Einen „Bericht vom Ausnahmezustand an den Rändern Europas“ nennt Grillmeier ihr Buch. Diese Beschreibungen sind besonders im Licht der aktuellen Diskussion über eine Reform des europäischen Asylsystems wichtig; denn die heutigen Vorschläge könnten dazu führen, dass dieser Ausnahmezustand endgültig zur Regel wird. Beabsichtigt ist unter anderem die Durchführung von Schnellverfahren an den Außengrenzen, in denen über den Zutritt auf das Territorium der EU entschieden werden soll.
„Es kann keine Höchstgrenzen für Menschlichkeit geben“, sagte die deutsche Innenministerin Nancy Faeser im April – allerdings vor allem mit Blick auf die Ukraine. Für andere Länder wird das nicht gelten, sollten die derzeitigen Pläne umgesetzt werden. Wer aus Ländern kommt, die als sogenannte sichere Drittstaaten gelten, hätte kaum noch Chancen auf eine Einreise in die EU. Dazu gehören bereits heute Staaten wie die Türkei, in der Geflüchtete unter schwierigsten Bedingungen leben. Auch Tunesien soll bald dazuzählen, das sich gerade vom Hoffnungsträger des Arabischen Frühlings in einen autoritären Staat unter Diktator Kais Saied verwandelt hat. Sollten Geflüchtete aber nach Schnellverfahren ohne echte inhaltliche Prüfung in diese Länder zurückgeschickt werden, wäre das Asylsystem der Genfer Flüchtlingskonvention faktisch außer Kraft gesetzt.
Dabei hat der Ukrainekrieg gezeigt: Wenn politischer Wille da ist, ist auch ein rasches Handeln möglich.

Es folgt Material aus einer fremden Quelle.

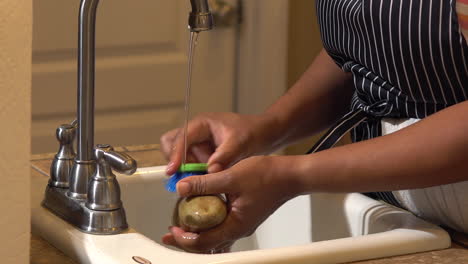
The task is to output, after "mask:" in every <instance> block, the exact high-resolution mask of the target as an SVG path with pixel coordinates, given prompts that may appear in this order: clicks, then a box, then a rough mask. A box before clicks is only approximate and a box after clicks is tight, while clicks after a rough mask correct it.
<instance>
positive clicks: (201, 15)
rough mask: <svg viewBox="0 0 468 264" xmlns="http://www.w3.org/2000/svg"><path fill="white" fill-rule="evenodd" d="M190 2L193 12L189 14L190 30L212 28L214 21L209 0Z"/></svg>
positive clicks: (202, 29)
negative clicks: (208, 2) (210, 9)
mask: <svg viewBox="0 0 468 264" xmlns="http://www.w3.org/2000/svg"><path fill="white" fill-rule="evenodd" d="M190 4H191V5H192V12H191V13H190V15H189V28H190V31H194V32H199V31H206V30H211V29H212V28H213V26H214V22H213V16H212V14H211V11H210V7H209V4H208V0H190Z"/></svg>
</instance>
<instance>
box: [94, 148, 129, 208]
mask: <svg viewBox="0 0 468 264" xmlns="http://www.w3.org/2000/svg"><path fill="white" fill-rule="evenodd" d="M94 158H95V159H96V163H97V169H96V171H95V173H94V174H93V176H92V178H91V181H90V182H89V185H88V196H87V201H86V207H88V208H89V209H91V210H96V211H110V210H116V209H119V208H122V201H121V200H120V186H119V183H118V182H117V178H116V177H115V175H114V174H113V173H112V169H114V170H116V171H118V172H121V173H124V174H127V175H131V174H133V173H134V172H135V171H136V168H137V163H136V161H135V160H134V159H133V158H132V157H130V156H129V155H128V154H125V153H120V152H116V151H114V148H113V147H112V146H110V145H97V146H96V147H95V148H94Z"/></svg>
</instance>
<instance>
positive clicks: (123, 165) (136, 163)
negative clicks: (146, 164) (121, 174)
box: [94, 144, 137, 175]
mask: <svg viewBox="0 0 468 264" xmlns="http://www.w3.org/2000/svg"><path fill="white" fill-rule="evenodd" d="M94 156H95V158H96V161H97V162H98V164H99V163H100V161H102V160H105V161H106V162H107V163H108V164H109V165H110V167H111V168H112V169H114V170H115V171H117V172H120V173H123V174H126V175H132V174H133V173H135V171H136V169H137V163H136V161H135V160H134V159H133V158H132V157H131V156H130V155H128V154H126V153H121V152H117V151H114V148H113V147H112V146H111V145H107V144H99V145H97V146H96V148H95V149H94Z"/></svg>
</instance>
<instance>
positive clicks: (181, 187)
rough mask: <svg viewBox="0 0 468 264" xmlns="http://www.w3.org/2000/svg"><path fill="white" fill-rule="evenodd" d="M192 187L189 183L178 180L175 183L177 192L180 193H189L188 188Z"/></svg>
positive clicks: (187, 182) (180, 193)
mask: <svg viewBox="0 0 468 264" xmlns="http://www.w3.org/2000/svg"><path fill="white" fill-rule="evenodd" d="M191 188H192V187H191V186H190V183H188V182H179V183H178V184H177V192H178V193H179V195H180V194H188V193H190V189H191Z"/></svg>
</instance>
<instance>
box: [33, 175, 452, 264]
mask: <svg viewBox="0 0 468 264" xmlns="http://www.w3.org/2000/svg"><path fill="white" fill-rule="evenodd" d="M164 169H165V168H164V167H151V168H143V169H139V170H138V171H137V173H136V174H135V175H133V176H124V175H118V176H117V177H118V180H119V182H120V186H121V189H122V200H123V203H124V207H125V210H126V212H127V219H128V222H129V225H130V227H131V229H130V230H129V231H128V232H126V233H123V234H119V235H111V236H99V235H90V234H85V233H82V232H80V231H78V230H77V229H75V228H74V227H72V226H70V225H69V224H67V223H65V222H64V221H62V220H61V219H59V218H58V217H56V216H55V215H53V214H52V213H50V212H49V211H47V210H46V209H44V208H42V207H41V206H40V203H41V201H42V196H43V192H44V189H45V186H46V184H47V180H48V179H47V177H45V176H42V175H40V176H39V174H36V175H35V176H33V178H32V186H33V193H32V230H33V232H34V233H35V234H38V235H40V236H41V237H43V238H44V239H45V240H47V241H49V242H50V243H51V244H52V245H54V246H55V247H57V248H58V249H60V250H61V251H63V252H64V253H65V254H67V255H68V256H70V257H72V258H74V259H76V260H77V261H78V262H79V263H100V264H101V263H106V264H113V263H125V264H128V263H137V262H136V261H135V260H133V258H134V257H141V258H144V259H146V260H149V261H150V262H151V263H153V264H156V263H158V264H160V263H161V264H162V263H171V264H178V263H180V264H189V263H190V264H197V263H307V264H308V263H316V264H318V263H343V262H351V261H358V260H365V259H373V258H382V257H389V256H395V255H402V254H409V253H416V252H422V251H430V250H436V249H443V248H447V247H449V246H450V237H449V236H448V234H447V233H446V232H445V231H444V230H442V229H441V228H439V227H437V226H435V225H432V224H429V223H427V222H425V221H422V220H420V219H418V218H416V217H415V216H413V215H412V214H410V213H408V212H405V211H402V210H400V209H397V208H395V207H392V206H389V205H387V204H383V203H381V202H377V201H375V200H372V199H370V198H367V197H365V196H363V195H361V194H356V193H355V194H314V195H312V196H301V197H298V198H296V199H294V200H291V201H290V202H288V203H286V204H285V205H283V207H281V208H280V209H279V210H278V211H277V212H276V213H275V214H274V215H273V216H272V217H270V218H269V219H268V220H267V221H266V222H265V223H264V224H262V225H261V226H260V227H259V229H258V230H257V232H256V233H255V234H254V235H252V236H251V237H249V238H246V239H243V240H240V241H239V242H237V243H236V245H235V247H234V251H235V252H233V253H226V254H217V255H197V254H191V253H185V252H180V251H177V250H174V249H171V248H167V247H165V246H163V245H161V244H160V238H161V236H162V235H163V234H164V233H166V232H167V227H168V226H169V225H170V222H171V215H172V210H173V206H174V203H175V201H176V197H175V195H173V194H169V193H168V192H167V191H165V190H164V188H163V185H164V183H163V181H164V179H165V176H164ZM265 195H268V194H267V193H265ZM150 262H148V263H150ZM143 263H145V262H143Z"/></svg>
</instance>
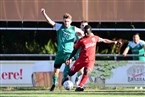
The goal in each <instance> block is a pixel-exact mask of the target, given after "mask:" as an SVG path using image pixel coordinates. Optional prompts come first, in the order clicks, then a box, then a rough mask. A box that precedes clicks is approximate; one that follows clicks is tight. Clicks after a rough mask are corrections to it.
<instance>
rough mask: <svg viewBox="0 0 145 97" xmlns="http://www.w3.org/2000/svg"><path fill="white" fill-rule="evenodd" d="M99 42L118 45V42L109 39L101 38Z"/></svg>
mask: <svg viewBox="0 0 145 97" xmlns="http://www.w3.org/2000/svg"><path fill="white" fill-rule="evenodd" d="M99 42H104V43H115V44H117V41H113V40H109V39H103V38H100V37H99Z"/></svg>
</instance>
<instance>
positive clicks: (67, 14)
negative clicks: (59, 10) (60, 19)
mask: <svg viewBox="0 0 145 97" xmlns="http://www.w3.org/2000/svg"><path fill="white" fill-rule="evenodd" d="M63 19H72V16H71V15H70V14H69V13H65V14H64V15H63Z"/></svg>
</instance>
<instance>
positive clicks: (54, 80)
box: [41, 8, 83, 91]
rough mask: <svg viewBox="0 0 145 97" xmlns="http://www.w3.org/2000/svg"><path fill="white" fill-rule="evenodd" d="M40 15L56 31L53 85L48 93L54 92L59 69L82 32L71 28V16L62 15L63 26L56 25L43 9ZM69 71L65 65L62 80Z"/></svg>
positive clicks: (67, 68) (66, 65)
mask: <svg viewBox="0 0 145 97" xmlns="http://www.w3.org/2000/svg"><path fill="white" fill-rule="evenodd" d="M41 12H42V14H43V15H44V17H45V18H46V20H47V21H48V23H49V24H50V25H52V26H53V27H54V28H55V29H56V33H57V42H58V50H57V54H56V58H55V62H54V74H53V77H52V79H53V85H52V86H51V88H50V91H54V89H55V87H56V85H57V81H58V75H59V70H60V67H61V65H62V64H63V63H65V60H66V59H67V58H68V57H69V56H70V54H71V52H72V51H73V49H74V42H75V39H76V37H77V36H83V31H82V30H81V29H79V28H77V27H75V26H72V25H71V23H72V16H71V15H70V14H68V13H65V14H64V15H63V24H60V23H56V22H54V21H53V20H51V19H50V18H49V17H48V15H47V14H46V12H45V9H43V8H42V9H41ZM68 71H69V66H68V65H66V66H65V69H64V72H63V78H65V76H66V75H67V73H68Z"/></svg>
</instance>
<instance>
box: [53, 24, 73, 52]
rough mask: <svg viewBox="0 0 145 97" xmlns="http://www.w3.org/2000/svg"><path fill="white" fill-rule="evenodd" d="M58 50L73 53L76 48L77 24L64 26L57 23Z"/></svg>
mask: <svg viewBox="0 0 145 97" xmlns="http://www.w3.org/2000/svg"><path fill="white" fill-rule="evenodd" d="M55 27H56V31H57V42H58V52H60V53H63V54H65V53H71V52H72V51H73V49H74V41H75V39H76V31H75V26H70V27H69V28H66V27H64V25H62V24H58V23H56V25H55Z"/></svg>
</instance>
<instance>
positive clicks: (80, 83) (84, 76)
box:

Infolge des russischen Angriffskrieges wurde erstmals die Temporary-Protection-Richtlinie aktiviert, ein europäischer Mechanismus, der ukrainischen Kriegsflüchtlingen unbürokratisch einen Aufenthaltsstatus gewährte. Das zeige einerseits, so Grillmeier, dass ein würdevoller Umgang mit Flüchtenden möglich ist – aber andererseits, wie drastisch die Ungleichbehandlung ausfällt. Während Grillmeier zum neuen Ausnahmezustand an die ukrainische Grenze reist, erhält sie Nachrichten über Flüchtlinge, die bei der Überfahrt nach Lesbos ums Leben gekommen sind.
Neben ihren so wichtigen investigativen Recherchen ist das größte Verdienst der Autorin, dass sie die Geflüchteten in ihrem Buch immer wieder selbst sprechen lässt. Viele entscheiden sich, aufgrund der eigenen traumatischen Fluchterfahrungen anderen zu helfen oder das Geschehene zu dokumentieren: als Ärztinnen und Pfleger, als Erzieher, als Journalistinnen, als Filmemacher. Diesen Persönlichkeiten, die sonst selten im Mittelpunkt stehen, setzt Grillmeier mit ihrem Buch ein Denkmal. Hier werden Menschen in den Blick genommen, die in der Debatte über die Reformvorschläge des Asylsystems gar nicht vorkommen, obwohl es um ihr Schicksal geht.
Franziska Grillmeier ist ein persönliches, poetisches Buch gelungen, das das moralische Versagen Europas eindrucksvoll dokumentiert. Obwohl sie erst gar nicht versucht, eigene politische Vorschläge für eine andere EU-Politik zu machen, ist „Die Insel“ ein zutiefst politisches Buch. Es entspringt Grillmeiers Empörung darüber, dass Europa jene Werte, die es so gern für sich reklamiert, im Umgang mit Flüchtlingen und Migranten mit Füßen tritt. Mit Blick auf die aktuellen Diskussionen ist das Buch daher als Menetekel zu verstehen: Meint die EU es noch ernst mit ihrer Verpflichtung für die Rechte von Schutzsuchenden, muss die Insel Lesbos abschreckendes Beispiel bleiben, anstatt der EU als Blaupause für die Reform ihrer Flüchtlingspolitik zu dienen.
Franziska Grillmeier, Die Insel. Ein Bericht vom Ausnahmezustand an den Rändern Europas. C.H. Beck, München 2023, 220 S., 24 Euro.